3. Lack of industrial technologists to lead the IoT program
There is the question of who in a company can lead the digital charge. Companies need a person or team that can bridge the gap between the IT and OT cultures so competing priorities are met. The program needs a combined IT/OT perspective for the organization, all within the confines of achieving IoT goals with increasing operational complexity or burdens that may be already short-staffed.
An organization must consider how lean manufacturers are running, and think of innovative ways to automate insights, but have human “touchpoints” that force change from those insights such as alerts, schedule maintenance to save on costs.
There are several certifications in data science, online courses and conferences nationwide to introduce middle management to these concepts. Look to team with universities and vendors that can assist with this function and educational need. The thirst and quest for knowledge must be an ongoing mandate of the executive team.
4. Misunderstanding the ROI
Industrial technology investments are highly ROI-driven. IoT should be seen as a process improvement over time that yields significant savings and efficiencies, not as a typical 12-month payback cycle type of investment. ROI must be looked at holistically with the bottom line organization-wide and from a cost-savings and efficiency-improvement standpoint.
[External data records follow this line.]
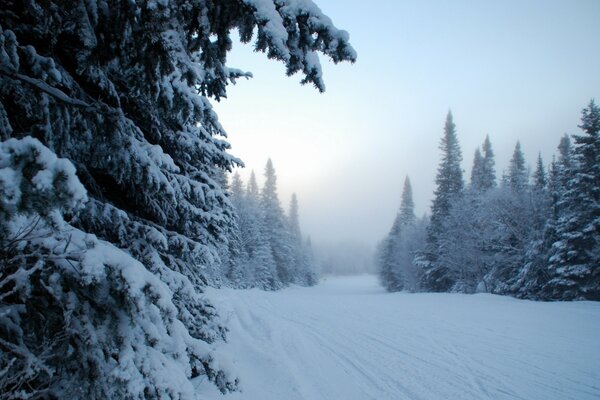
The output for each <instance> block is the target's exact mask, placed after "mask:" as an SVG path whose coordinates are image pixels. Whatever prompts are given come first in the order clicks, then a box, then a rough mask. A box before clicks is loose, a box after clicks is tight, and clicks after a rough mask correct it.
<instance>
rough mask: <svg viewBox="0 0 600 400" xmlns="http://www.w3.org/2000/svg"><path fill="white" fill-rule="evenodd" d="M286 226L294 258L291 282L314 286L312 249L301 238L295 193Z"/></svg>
mask: <svg viewBox="0 0 600 400" xmlns="http://www.w3.org/2000/svg"><path fill="white" fill-rule="evenodd" d="M288 225H289V228H288V229H289V232H290V234H291V238H292V250H293V257H294V269H293V271H292V282H293V283H297V284H299V285H314V284H315V283H316V282H317V276H316V268H315V265H314V259H313V257H312V254H311V252H312V249H311V248H310V247H307V246H306V243H305V242H304V240H303V238H302V232H301V230H300V218H299V213H298V198H297V197H296V193H293V194H292V200H291V201H290V211H289V214H288Z"/></svg>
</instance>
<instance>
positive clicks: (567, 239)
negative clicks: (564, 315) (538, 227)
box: [544, 100, 600, 300]
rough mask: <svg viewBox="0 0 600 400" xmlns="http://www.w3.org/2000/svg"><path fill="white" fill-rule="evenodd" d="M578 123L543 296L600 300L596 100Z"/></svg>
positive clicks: (599, 145) (599, 166)
mask: <svg viewBox="0 0 600 400" xmlns="http://www.w3.org/2000/svg"><path fill="white" fill-rule="evenodd" d="M579 127H580V128H581V129H582V130H583V135H576V136H573V138H574V141H575V148H574V150H573V154H574V160H573V161H574V162H573V164H572V166H571V174H570V175H571V179H570V180H568V182H567V185H566V191H565V192H564V194H563V196H562V198H561V200H560V203H561V210H560V213H561V215H560V217H559V220H558V223H557V235H558V240H557V241H556V242H555V243H554V244H553V252H552V256H551V257H550V265H549V273H550V276H551V280H550V281H549V283H548V285H547V286H546V287H545V288H544V295H545V296H547V297H548V298H551V299H565V300H567V299H588V300H600V267H599V265H600V239H599V238H600V108H599V107H598V106H597V105H596V104H595V102H594V101H593V100H592V101H590V103H589V105H588V107H587V108H584V109H583V111H582V116H581V125H579ZM561 144H562V143H561Z"/></svg>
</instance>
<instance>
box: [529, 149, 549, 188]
mask: <svg viewBox="0 0 600 400" xmlns="http://www.w3.org/2000/svg"><path fill="white" fill-rule="evenodd" d="M547 183H548V182H547V177H546V171H545V169H544V162H543V161H542V154H541V153H538V159H537V163H536V167H535V172H534V173H533V187H534V189H535V190H537V191H542V190H544V189H545V188H546V185H547Z"/></svg>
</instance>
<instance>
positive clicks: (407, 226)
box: [375, 176, 421, 292]
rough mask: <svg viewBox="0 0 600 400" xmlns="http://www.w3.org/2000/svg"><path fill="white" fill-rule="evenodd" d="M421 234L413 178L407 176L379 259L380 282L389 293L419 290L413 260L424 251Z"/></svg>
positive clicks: (404, 182) (377, 263) (377, 266)
mask: <svg viewBox="0 0 600 400" xmlns="http://www.w3.org/2000/svg"><path fill="white" fill-rule="evenodd" d="M420 226H421V225H419V227H420ZM420 232H421V230H420V229H418V228H417V221H416V217H415V212H414V202H413V197H412V187H411V184H410V178H409V177H408V176H407V177H406V179H405V181H404V187H403V190H402V201H401V203H400V209H399V211H398V214H397V215H396V218H395V220H394V223H393V225H392V229H391V230H390V232H389V233H388V235H387V236H386V237H385V239H384V240H383V241H382V242H381V243H380V245H379V246H378V249H377V253H376V259H375V261H376V264H377V271H378V274H379V280H380V282H381V284H382V285H383V286H384V287H385V288H386V289H387V290H388V291H391V292H394V291H399V290H410V291H416V290H417V286H418V285H417V274H416V269H415V265H414V263H413V261H414V257H415V253H416V251H417V250H420V248H421V240H420V235H419V233H420Z"/></svg>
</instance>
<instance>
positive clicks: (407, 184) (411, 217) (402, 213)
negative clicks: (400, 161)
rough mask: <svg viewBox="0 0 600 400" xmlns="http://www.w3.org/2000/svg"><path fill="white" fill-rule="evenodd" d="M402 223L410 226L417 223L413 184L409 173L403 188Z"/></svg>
mask: <svg viewBox="0 0 600 400" xmlns="http://www.w3.org/2000/svg"><path fill="white" fill-rule="evenodd" d="M399 216H400V225H401V226H408V225H412V224H414V223H415V221H416V219H417V217H416V216H415V203H414V201H413V198H412V185H411V184H410V178H409V177H408V175H407V176H406V178H405V179H404V187H403V189H402V201H401V202H400V212H399Z"/></svg>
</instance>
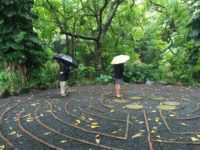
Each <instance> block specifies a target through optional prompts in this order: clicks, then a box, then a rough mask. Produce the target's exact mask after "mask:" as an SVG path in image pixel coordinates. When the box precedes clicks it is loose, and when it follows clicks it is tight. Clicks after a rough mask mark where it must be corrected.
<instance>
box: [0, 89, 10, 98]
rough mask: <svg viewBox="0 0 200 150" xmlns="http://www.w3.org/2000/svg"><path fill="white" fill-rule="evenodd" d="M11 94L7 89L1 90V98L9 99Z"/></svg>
mask: <svg viewBox="0 0 200 150" xmlns="http://www.w3.org/2000/svg"><path fill="white" fill-rule="evenodd" d="M10 95H11V94H10V92H9V91H8V90H7V89H3V90H0V98H6V97H9V96H10Z"/></svg>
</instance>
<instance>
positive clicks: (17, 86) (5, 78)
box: [0, 71, 23, 94]
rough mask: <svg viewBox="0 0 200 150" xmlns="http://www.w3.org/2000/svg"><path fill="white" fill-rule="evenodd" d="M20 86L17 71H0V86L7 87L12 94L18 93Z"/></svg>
mask: <svg viewBox="0 0 200 150" xmlns="http://www.w3.org/2000/svg"><path fill="white" fill-rule="evenodd" d="M22 86H23V85H22V83H21V78H20V76H19V74H18V73H10V72H6V71H2V72H0V88H2V89H8V90H9V92H10V93H11V94H14V93H18V92H19V90H20V89H21V88H22Z"/></svg>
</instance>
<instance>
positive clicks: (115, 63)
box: [111, 55, 129, 98]
mask: <svg viewBox="0 0 200 150" xmlns="http://www.w3.org/2000/svg"><path fill="white" fill-rule="evenodd" d="M127 60H129V56H128V55H118V56H115V57H114V58H113V60H112V62H111V64H113V66H114V77H115V90H116V97H117V98H121V97H122V95H121V94H120V93H121V84H122V83H123V73H124V63H125V62H126V61H127Z"/></svg>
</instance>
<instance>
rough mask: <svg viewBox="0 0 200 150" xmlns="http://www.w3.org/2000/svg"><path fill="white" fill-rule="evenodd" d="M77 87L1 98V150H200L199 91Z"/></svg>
mask: <svg viewBox="0 0 200 150" xmlns="http://www.w3.org/2000/svg"><path fill="white" fill-rule="evenodd" d="M114 87H115V86H114V85H112V84H111V85H90V86H74V87H72V89H73V91H72V93H71V94H70V95H69V96H68V97H65V98H62V97H60V94H59V89H50V90H45V91H37V92H33V93H29V94H24V95H20V96H16V97H9V98H6V99H0V150H10V149H18V150H40V149H42V150H51V149H57V150H68V149H69V150H102V149H105V150H106V149H113V150H121V149H124V150H134V149H137V150H169V149H172V150H178V149H181V150H190V149H191V150H199V149H200V89H198V88H189V87H181V86H170V85H168V86H161V85H156V86H151V87H146V86H145V85H142V84H141V85H135V84H134V85H132V84H124V85H123V86H122V94H123V95H124V97H123V98H122V99H116V98H115V96H114V91H115V89H114Z"/></svg>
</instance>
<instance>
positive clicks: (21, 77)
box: [18, 64, 28, 84]
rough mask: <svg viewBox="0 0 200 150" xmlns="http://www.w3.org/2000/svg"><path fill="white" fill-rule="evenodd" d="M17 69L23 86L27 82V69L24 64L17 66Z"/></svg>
mask: <svg viewBox="0 0 200 150" xmlns="http://www.w3.org/2000/svg"><path fill="white" fill-rule="evenodd" d="M18 69H19V74H20V77H21V81H22V83H23V84H25V83H26V82H27V81H28V78H27V68H26V66H25V65H24V64H18Z"/></svg>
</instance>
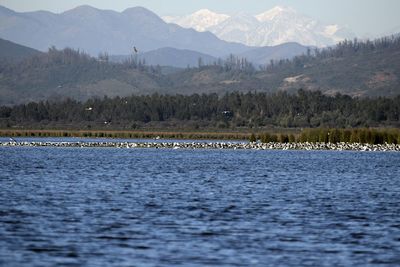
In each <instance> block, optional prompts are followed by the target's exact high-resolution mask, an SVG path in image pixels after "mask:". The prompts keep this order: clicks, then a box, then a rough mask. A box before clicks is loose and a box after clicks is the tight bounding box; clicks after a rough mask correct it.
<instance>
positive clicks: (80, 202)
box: [0, 147, 400, 266]
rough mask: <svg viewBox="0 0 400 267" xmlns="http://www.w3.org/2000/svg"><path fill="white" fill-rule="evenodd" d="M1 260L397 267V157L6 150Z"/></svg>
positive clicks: (3, 161) (397, 216) (246, 151)
mask: <svg viewBox="0 0 400 267" xmlns="http://www.w3.org/2000/svg"><path fill="white" fill-rule="evenodd" d="M0 186H1V191H0V266H83V265H84V266H399V265H400V153H390V152H383V153H382V152H380V153H378V152H337V151H257V150H247V151H245V150H242V151H238V150H184V149H181V150H172V149H165V150H157V149H115V148H52V147H43V148H31V147H1V148H0Z"/></svg>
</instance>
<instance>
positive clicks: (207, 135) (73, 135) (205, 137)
mask: <svg viewBox="0 0 400 267" xmlns="http://www.w3.org/2000/svg"><path fill="white" fill-rule="evenodd" d="M0 136H2V137H86V138H121V139H129V138H133V139H136V138H137V139H142V138H144V139H152V138H158V137H159V138H163V139H221V140H248V139H249V137H250V134H249V133H239V132H190V131H112V130H7V129H5V130H0Z"/></svg>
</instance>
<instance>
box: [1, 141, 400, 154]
mask: <svg viewBox="0 0 400 267" xmlns="http://www.w3.org/2000/svg"><path fill="white" fill-rule="evenodd" d="M0 147H60V148H68V147H71V148H125V149H135V148H136V149H143V148H153V149H232V150H236V149H239V150H334V151H381V152H383V151H390V152H400V144H387V143H385V144H377V145H373V144H361V143H343V142H342V143H310V142H305V143H279V142H270V143H260V142H162V141H160V142H113V141H111V142H54V141H46V142H40V141H32V142H28V141H23V142H15V141H9V142H0Z"/></svg>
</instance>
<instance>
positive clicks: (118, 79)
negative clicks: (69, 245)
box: [0, 37, 400, 106]
mask: <svg viewBox="0 0 400 267" xmlns="http://www.w3.org/2000/svg"><path fill="white" fill-rule="evenodd" d="M2 42H5V43H6V46H10V45H11V46H14V48H13V47H11V49H9V56H11V55H12V53H14V52H17V53H16V55H17V56H18V50H19V48H20V46H19V45H17V44H12V43H10V42H8V41H1V42H0V47H4V45H2ZM287 45H291V46H293V48H292V49H295V48H296V46H299V45H298V44H296V43H292V44H285V45H284V46H283V48H284V47H286V46H287ZM280 49H282V47H281V48H280V46H276V47H274V48H255V50H253V51H248V52H247V53H248V55H247V56H248V57H251V56H252V55H253V54H255V55H260V54H263V53H265V54H273V53H280V51H279V50H280ZM164 50H165V51H166V54H169V55H170V56H173V55H174V54H175V53H178V56H179V54H180V52H181V51H177V50H175V49H172V48H165V49H160V52H162V53H163V52H164ZM269 50H270V51H269ZM275 50H276V51H275ZM156 51H157V50H156ZM399 51H400V37H386V38H382V39H377V40H372V41H369V40H368V41H357V42H351V41H350V42H349V41H348V42H344V43H342V44H340V45H338V46H335V47H329V48H327V49H323V50H317V51H315V53H306V54H305V55H302V56H297V57H295V58H293V59H292V60H280V61H273V62H271V64H270V65H268V66H267V67H263V68H261V69H258V70H257V69H255V68H253V67H252V66H251V65H249V64H248V62H246V61H245V60H244V59H242V58H239V57H235V56H231V57H229V58H228V59H227V60H225V61H221V60H218V62H217V63H216V64H211V65H204V66H201V67H199V68H183V69H175V70H173V68H170V69H169V70H167V71H166V70H165V68H164V71H163V68H160V67H155V66H148V65H144V64H143V63H138V62H137V61H135V60H132V61H127V62H124V63H122V64H121V63H113V62H110V61H109V60H108V61H107V60H103V59H101V58H94V57H90V56H89V55H87V54H85V53H82V52H79V51H74V50H72V49H64V50H57V49H54V48H52V49H50V50H49V51H48V52H47V53H38V54H36V55H33V56H27V57H25V59H23V60H19V61H14V60H0V106H1V105H13V104H19V103H27V102H29V101H39V100H52V101H53V100H59V99H63V98H73V99H78V100H85V99H88V98H93V97H103V96H105V95H107V96H110V97H113V96H129V95H132V94H136V95H141V94H153V93H158V94H202V93H218V94H224V93H227V92H235V91H239V92H248V91H257V92H277V91H285V92H297V90H299V89H304V90H312V91H315V90H319V91H321V92H322V93H324V94H328V95H335V94H337V93H341V94H346V95H350V96H369V97H376V96H390V97H395V96H398V95H399V89H400V87H399V84H400V52H399ZM184 52H187V51H184ZM152 53H153V52H152ZM162 53H161V54H162ZM190 54H191V53H190V51H189V55H190ZM154 56H155V57H157V53H155V54H154ZM134 58H135V57H134ZM171 69H172V70H171ZM397 99H398V100H400V98H399V97H397Z"/></svg>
Data should be considered an asset not only for SCADA or monitoring, but as condition monitoring that leads to predictive/preventative maintenance. Sensors that monitor vibration, temperature, humidity and more can provide a wealth of new insights.
Measuring and seeing trends from various sensors can help predict failures before they occur, minimizing unplanned and costly downtime. This also improves maintenance schedules, replacing the calendar or manual guides as leading indicators of planned downtime.
5. Security concerns
With all the news regarding cyber security and hacking, it is easy to worry about the potential problems that occur. But there are safeguards to protect sensitive industrial information.
Data can be verified and encrypted with a myriad of one-way communications depending on the level of sensitivity. SCADA systems do not need to integrate sensor data and action it—they can be separated digitally.
In addition, the cloud infrastructure could be networked internally as a “private” or corporate cloud with no access to the outside world.
How to Begin
A straightforward and practical approach should be used when embarking on an IoT project. This should not be viewed as a massive, company-changing effort, but rather a series of small projects or digital test beds that have the potential to increase revenue, improve the bottom line or boost customer retention.
Realize that not all IoT initiatives will succeed—some say that about half will fail. A reasonable approach is to pick a few products and services to which adding sensors and connecting them could result in substantial improvement to the organization’s bottom line.
In addition, identify products and services that could possibly lead to additional sources of revenue. Research has shown from a portfolio of six projects, one will be a big success, two will be average hits and three will fail. This approach is manageable and if the pilots are successful, they can be part of the company’s offerings. If they do not succeed, they can be considered learning experiments.
This process should be repeated. In addition, one should consider the organizational culture when implementing IoT: ensure buy-in from the top management, identify digital directors, transform the company culture, etc. Even with all necessary systems and processes in place, a strategy can be crushed by old visions of what the company is or aspires to be.